Como fica claro, o tema dos xenotransplantes ainda será alvo de intenso debate nos próximos anos ao redor do mundo, até que a prática se torne uma realidade para muita gente.
Sequenciamento genético e o impacto para o xenotransplante
Como se descobre que genes os porcos têm e quais deles podem causar rejeição em humanos? Tudo começa com o sequenciamento do código genético, ou seja, mapear cada um dos 20 mil genes humanos e entender como cada um deles funciona.
O primeiro foi feito no início dos anos 2000, envolveu centenas de pesquisadores e custou bilhões de dólares. “Quando se estudou o genoma humano, se viu que existe 98% de semelhança entre o genoma humano e o genoma de suínos. Isso permitiu que a gente identificasse nos suínos quais são os genes que causam rejeição aguda”, explica Zatz.
A tecnologia avançou muito nas últimas duas décadas, e atualmente é possível obter o seu sequenciamento completo do genoma (informação necessária para construir o corpo humano e mantê-lo saudável) pelo equivalente a cerca de R$ 500 em alguns países.
No Reino Unido, por exemplo, o sistema público de saúde (NHS, na sigla em inglês) oferece esse sequenciamento para pacientes com alguns tipos de câncer.
Quando cientistas reúnem o genoma de milhares de pessoas com doenças ou não, eles podem começar a identificar quais combinações específicas de alterações genéticas — as chamadas “assinaturas mutacionais” — podem ser a chave para o desenvolvimento de doenças como o câncer. A maioria dos cânceres é causada por células com alterações incomuns no genoma.
Além disso, este tipo de tecnologia pode ajudar a identificar quais são os melhores tratamentos para cada doença em cada pessoa.
Um dos fatores mais importantes para este tipo de pesquisa é a diversidade genética. Ou seja, garantir que os bancos de dados genéticos não sejam restritos aos dados de uma população específica. Um trabalho do qual Zatz participou fez o sequenciamento genético de mais de 1,5 mil idosos brasileiros — e foram achadas 2 milhões de variantes genéticas que não estavam nos bancos de dados internacionais.
Mas por que isso importa?
“Vou te dar um exemplo: há uma mutação no gene BRCA1 que causa uma forma de câncer hereditária, que a família da Angelina Jolie teve. A maioria dos cânceres de mama não são inevitáveis. Mas existem algumas formas que são hereditárias. Aí nós achamos a mesma mutação em uma senhora de 93 anos que nunca teve câncer na vida”, conta Zatz.

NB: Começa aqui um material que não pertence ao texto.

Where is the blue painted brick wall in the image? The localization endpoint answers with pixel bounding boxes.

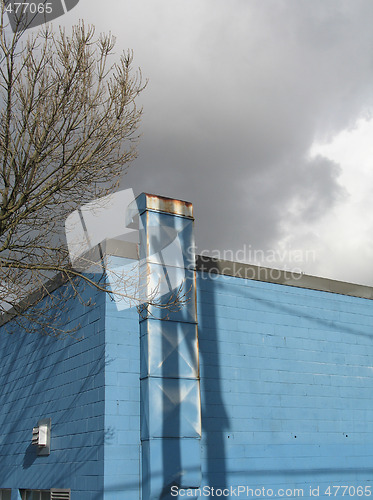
[0,284,105,500]
[197,273,373,498]
[104,298,141,500]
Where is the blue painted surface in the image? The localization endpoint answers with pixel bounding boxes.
[197,274,373,498]
[104,297,141,500]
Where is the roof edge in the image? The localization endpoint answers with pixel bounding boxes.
[196,255,373,300]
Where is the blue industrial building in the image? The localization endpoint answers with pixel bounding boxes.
[0,194,373,500]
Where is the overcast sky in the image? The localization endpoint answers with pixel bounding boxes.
[59,0,373,285]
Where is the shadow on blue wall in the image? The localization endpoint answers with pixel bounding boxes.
[198,275,229,489]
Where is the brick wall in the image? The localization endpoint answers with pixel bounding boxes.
[0,284,105,500]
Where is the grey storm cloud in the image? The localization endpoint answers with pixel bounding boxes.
[71,0,373,274]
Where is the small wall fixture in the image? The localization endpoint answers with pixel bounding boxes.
[32,418,51,455]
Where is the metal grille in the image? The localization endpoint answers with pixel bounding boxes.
[51,488,70,500]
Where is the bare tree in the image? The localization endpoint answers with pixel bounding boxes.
[0,1,189,335]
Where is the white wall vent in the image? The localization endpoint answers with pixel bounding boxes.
[51,488,71,500]
[32,418,51,455]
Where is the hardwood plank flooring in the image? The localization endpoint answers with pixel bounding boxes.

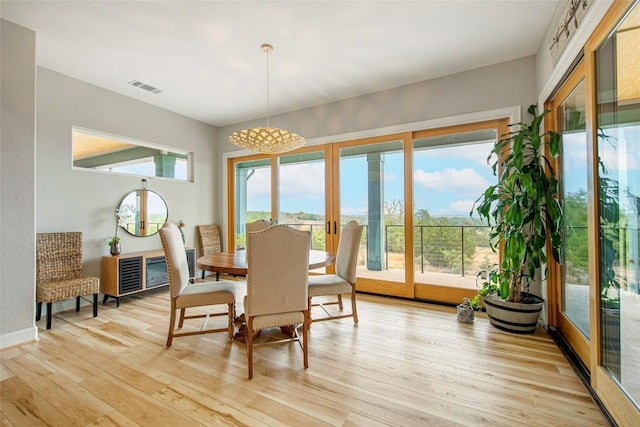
[0,282,608,426]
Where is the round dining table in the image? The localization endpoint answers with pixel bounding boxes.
[196,249,336,276]
[196,249,336,343]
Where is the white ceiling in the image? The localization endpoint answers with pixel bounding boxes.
[0,0,566,126]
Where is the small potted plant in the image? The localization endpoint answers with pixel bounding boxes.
[456,298,474,323]
[108,209,126,256]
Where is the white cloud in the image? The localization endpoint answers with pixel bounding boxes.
[340,206,367,215]
[413,168,490,195]
[279,163,325,203]
[416,142,495,167]
[247,163,324,203]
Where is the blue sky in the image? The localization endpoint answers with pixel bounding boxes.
[247,143,495,217]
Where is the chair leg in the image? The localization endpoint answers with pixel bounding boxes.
[166,301,176,347]
[246,316,253,379]
[304,297,312,331]
[302,312,310,369]
[351,286,358,325]
[178,308,186,329]
[229,302,236,339]
[47,302,53,329]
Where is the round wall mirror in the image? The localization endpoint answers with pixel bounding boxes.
[118,189,168,237]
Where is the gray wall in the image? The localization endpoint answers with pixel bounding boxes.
[0,20,36,347]
[36,67,218,276]
[217,56,537,221]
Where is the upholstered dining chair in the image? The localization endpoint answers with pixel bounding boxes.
[246,219,271,244]
[36,231,100,329]
[160,222,236,347]
[244,225,311,379]
[308,221,363,332]
[196,224,222,280]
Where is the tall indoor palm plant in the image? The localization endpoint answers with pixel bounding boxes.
[472,105,563,304]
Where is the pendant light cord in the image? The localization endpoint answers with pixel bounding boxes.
[262,44,273,127]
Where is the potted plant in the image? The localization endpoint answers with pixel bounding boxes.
[471,105,563,333]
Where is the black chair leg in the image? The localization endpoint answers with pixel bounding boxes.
[47,302,53,329]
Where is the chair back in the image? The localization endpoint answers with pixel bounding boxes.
[196,224,222,256]
[246,219,271,237]
[245,225,311,316]
[160,222,191,298]
[336,220,363,284]
[36,231,82,283]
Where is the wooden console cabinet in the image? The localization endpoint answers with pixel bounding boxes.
[100,248,196,307]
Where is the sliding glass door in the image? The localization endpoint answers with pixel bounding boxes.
[229,119,507,304]
[413,120,506,303]
[595,0,640,407]
[330,137,407,296]
[546,62,596,366]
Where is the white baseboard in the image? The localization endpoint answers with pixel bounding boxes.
[0,325,38,350]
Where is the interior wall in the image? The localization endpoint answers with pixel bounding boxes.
[0,20,36,348]
[36,67,218,311]
[216,56,537,222]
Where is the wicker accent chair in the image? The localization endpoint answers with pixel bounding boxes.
[196,224,222,280]
[160,222,236,347]
[36,231,100,329]
[244,225,311,379]
[245,219,271,239]
[308,221,363,332]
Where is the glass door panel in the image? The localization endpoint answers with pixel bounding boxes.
[234,158,271,249]
[595,3,640,408]
[556,80,591,339]
[340,140,406,295]
[277,150,327,273]
[413,127,499,301]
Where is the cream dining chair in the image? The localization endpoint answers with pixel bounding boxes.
[244,225,311,379]
[308,221,363,324]
[160,222,236,347]
[246,219,272,237]
[196,224,222,280]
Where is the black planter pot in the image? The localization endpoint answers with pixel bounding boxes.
[482,293,544,334]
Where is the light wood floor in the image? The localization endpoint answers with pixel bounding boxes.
[0,280,608,426]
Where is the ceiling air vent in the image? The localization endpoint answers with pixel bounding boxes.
[129,80,162,95]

“Ou seja, a mesma mutação que causou câncer de mama em três pessoas da família da Angelina Jolie, que tem um background europeu, não causou câncer de mama em uma pessoa com esse background miscigenado, que é a nossa população brasileira.”
Isso, segundo Zatz, muda totalmente o chamado aconselhamento genético realizado no Brasil, porque nem sempre uma mutação genética é realmente responsável por uma doença ou não.

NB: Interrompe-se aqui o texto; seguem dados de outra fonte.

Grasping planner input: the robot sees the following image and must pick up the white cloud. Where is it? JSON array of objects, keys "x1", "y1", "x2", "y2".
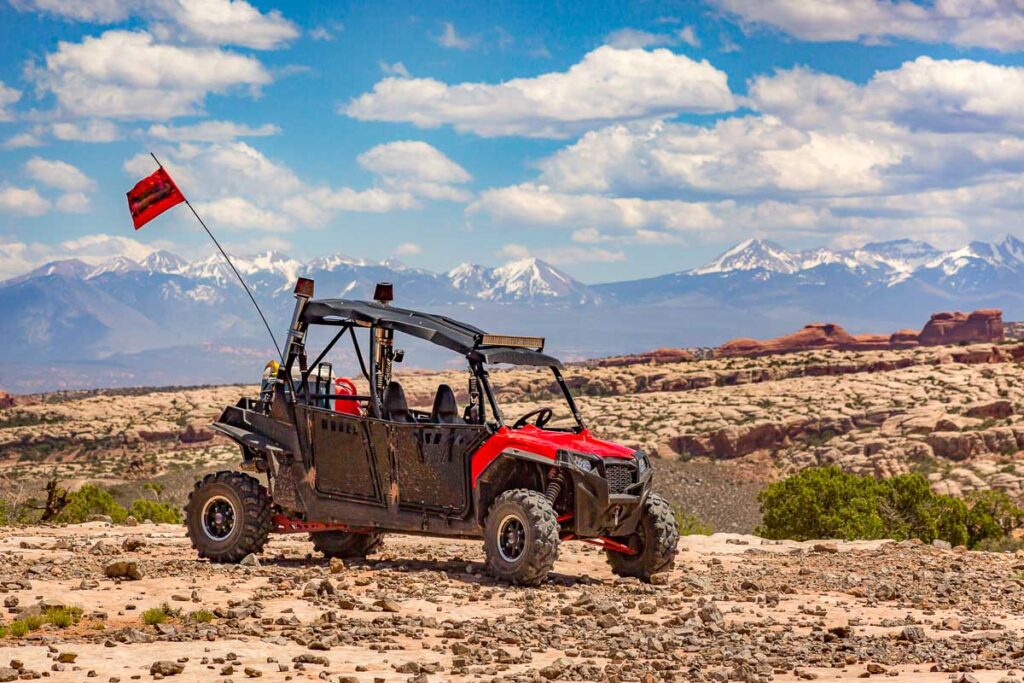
[
  {"x1": 357, "y1": 140, "x2": 472, "y2": 202},
  {"x1": 604, "y1": 29, "x2": 676, "y2": 50},
  {"x1": 498, "y1": 244, "x2": 626, "y2": 265},
  {"x1": 750, "y1": 56, "x2": 1024, "y2": 131},
  {"x1": 437, "y1": 22, "x2": 473, "y2": 50},
  {"x1": 25, "y1": 157, "x2": 96, "y2": 193},
  {"x1": 57, "y1": 193, "x2": 92, "y2": 213},
  {"x1": 147, "y1": 121, "x2": 281, "y2": 142},
  {"x1": 3, "y1": 131, "x2": 44, "y2": 150},
  {"x1": 0, "y1": 185, "x2": 50, "y2": 216},
  {"x1": 711, "y1": 0, "x2": 1024, "y2": 51},
  {"x1": 394, "y1": 242, "x2": 423, "y2": 256},
  {"x1": 51, "y1": 119, "x2": 121, "y2": 142},
  {"x1": 13, "y1": 0, "x2": 299, "y2": 50},
  {"x1": 32, "y1": 31, "x2": 271, "y2": 120},
  {"x1": 196, "y1": 197, "x2": 290, "y2": 231},
  {"x1": 0, "y1": 81, "x2": 22, "y2": 121},
  {"x1": 676, "y1": 26, "x2": 700, "y2": 47},
  {"x1": 343, "y1": 46, "x2": 736, "y2": 137},
  {"x1": 604, "y1": 26, "x2": 700, "y2": 50},
  {"x1": 378, "y1": 60, "x2": 409, "y2": 78},
  {"x1": 171, "y1": 0, "x2": 299, "y2": 50}
]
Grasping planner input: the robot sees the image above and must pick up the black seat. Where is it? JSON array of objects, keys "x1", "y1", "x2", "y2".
[
  {"x1": 430, "y1": 384, "x2": 466, "y2": 425},
  {"x1": 384, "y1": 382, "x2": 416, "y2": 422}
]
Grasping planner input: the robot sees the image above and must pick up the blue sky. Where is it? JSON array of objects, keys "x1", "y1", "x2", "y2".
[{"x1": 0, "y1": 0, "x2": 1024, "y2": 283}]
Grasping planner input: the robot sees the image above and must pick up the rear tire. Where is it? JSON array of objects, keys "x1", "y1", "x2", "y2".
[
  {"x1": 185, "y1": 472, "x2": 270, "y2": 563},
  {"x1": 483, "y1": 488, "x2": 559, "y2": 586},
  {"x1": 604, "y1": 494, "x2": 679, "y2": 582},
  {"x1": 309, "y1": 531, "x2": 384, "y2": 559}
]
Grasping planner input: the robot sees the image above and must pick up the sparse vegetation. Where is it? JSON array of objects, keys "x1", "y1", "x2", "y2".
[
  {"x1": 758, "y1": 467, "x2": 1024, "y2": 548},
  {"x1": 142, "y1": 602, "x2": 181, "y2": 626}
]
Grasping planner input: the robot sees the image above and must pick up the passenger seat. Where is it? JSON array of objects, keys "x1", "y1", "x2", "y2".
[
  {"x1": 384, "y1": 382, "x2": 416, "y2": 422},
  {"x1": 430, "y1": 384, "x2": 466, "y2": 425}
]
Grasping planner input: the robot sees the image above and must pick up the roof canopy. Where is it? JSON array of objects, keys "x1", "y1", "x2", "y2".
[{"x1": 302, "y1": 299, "x2": 562, "y2": 368}]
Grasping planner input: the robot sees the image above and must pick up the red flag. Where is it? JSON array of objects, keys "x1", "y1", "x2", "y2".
[{"x1": 128, "y1": 167, "x2": 185, "y2": 230}]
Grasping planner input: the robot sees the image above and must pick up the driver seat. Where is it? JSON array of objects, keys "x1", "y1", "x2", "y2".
[
  {"x1": 383, "y1": 381, "x2": 416, "y2": 422},
  {"x1": 430, "y1": 384, "x2": 466, "y2": 425}
]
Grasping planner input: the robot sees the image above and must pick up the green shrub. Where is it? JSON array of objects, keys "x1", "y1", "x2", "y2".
[
  {"x1": 53, "y1": 483, "x2": 128, "y2": 524},
  {"x1": 757, "y1": 467, "x2": 1024, "y2": 548},
  {"x1": 186, "y1": 609, "x2": 213, "y2": 624},
  {"x1": 142, "y1": 607, "x2": 167, "y2": 626},
  {"x1": 43, "y1": 607, "x2": 82, "y2": 629},
  {"x1": 142, "y1": 602, "x2": 181, "y2": 626},
  {"x1": 128, "y1": 498, "x2": 184, "y2": 524}
]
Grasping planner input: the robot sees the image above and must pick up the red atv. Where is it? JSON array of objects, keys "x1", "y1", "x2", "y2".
[{"x1": 185, "y1": 280, "x2": 679, "y2": 585}]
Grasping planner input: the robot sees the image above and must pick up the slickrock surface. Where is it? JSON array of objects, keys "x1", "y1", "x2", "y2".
[{"x1": 0, "y1": 523, "x2": 1024, "y2": 683}]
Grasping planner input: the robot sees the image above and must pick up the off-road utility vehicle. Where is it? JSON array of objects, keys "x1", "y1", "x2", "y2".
[{"x1": 185, "y1": 279, "x2": 679, "y2": 585}]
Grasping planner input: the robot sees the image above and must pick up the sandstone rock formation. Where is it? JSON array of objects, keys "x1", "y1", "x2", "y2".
[
  {"x1": 918, "y1": 308, "x2": 1002, "y2": 346},
  {"x1": 715, "y1": 309, "x2": 1004, "y2": 358},
  {"x1": 584, "y1": 348, "x2": 693, "y2": 368}
]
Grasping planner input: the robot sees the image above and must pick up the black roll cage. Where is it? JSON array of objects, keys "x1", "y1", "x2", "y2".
[{"x1": 278, "y1": 319, "x2": 587, "y2": 430}]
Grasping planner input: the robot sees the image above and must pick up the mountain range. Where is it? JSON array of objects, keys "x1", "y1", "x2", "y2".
[{"x1": 0, "y1": 236, "x2": 1024, "y2": 391}]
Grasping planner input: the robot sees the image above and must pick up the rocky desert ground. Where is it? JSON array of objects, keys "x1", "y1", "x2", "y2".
[
  {"x1": 0, "y1": 341, "x2": 1024, "y2": 532},
  {"x1": 0, "y1": 341, "x2": 1024, "y2": 683},
  {"x1": 6, "y1": 522, "x2": 1024, "y2": 683}
]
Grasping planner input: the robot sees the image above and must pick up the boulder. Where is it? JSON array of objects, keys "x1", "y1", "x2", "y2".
[{"x1": 918, "y1": 308, "x2": 1004, "y2": 346}]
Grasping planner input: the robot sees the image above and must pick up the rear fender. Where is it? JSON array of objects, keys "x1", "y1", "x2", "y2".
[{"x1": 210, "y1": 398, "x2": 299, "y2": 462}]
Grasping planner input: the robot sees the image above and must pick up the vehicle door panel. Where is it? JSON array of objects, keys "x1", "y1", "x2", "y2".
[
  {"x1": 388, "y1": 423, "x2": 486, "y2": 516},
  {"x1": 303, "y1": 407, "x2": 387, "y2": 503}
]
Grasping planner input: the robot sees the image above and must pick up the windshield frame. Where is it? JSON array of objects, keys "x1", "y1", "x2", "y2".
[{"x1": 470, "y1": 361, "x2": 587, "y2": 433}]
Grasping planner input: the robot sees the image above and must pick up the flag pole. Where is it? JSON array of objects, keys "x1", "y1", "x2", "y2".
[{"x1": 150, "y1": 152, "x2": 286, "y2": 368}]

“Se eu tivesse achado esta mutação em uma jovem, eu diria: ‘Olha, você tem um risco enorme de ter um câncer de mama. É melhor você tomar as precauções.’ Mas como a gente achou uma senhora que faleceu com 95 anos por outras causas e nunca teve câncer na vida, isso muda completamente como a gente interpreta as mutações.”
Este ramo do aconselhamento genético já beneficiou mais de 100 mil pessoas no Brasil, segundo Zatz. Isso sem contar as que ainda não nasceram.
“Hoje, com sequenciamento genômico, você pode fazer o diagnóstico com grande precisão. Você determina se existe risco para futuras crianças daquele casal, por exemplo. A gente oferece o teste para outras pessoas da família, se elas quiserem. E com isso, você previne o nascimento de novos afetados, principalmente em doenças graves, para as quais não há tratamento”, explica Zatz.
Ela afirma que a expressão aconselhamento genético é uma tradução imprecisa da expressão em inglês genetic counseling, porque o processo é uma orientação.
“A gente não aconselha porque a decisão do que fazer com aquela informação é do casal. Se a gente chega para o casal e diz: ‘Vocês têm alto risco de ter filhos com o mesmo problema’, eles querem esta informação, e podem lidar com esta informação da forma como acharem melhor.”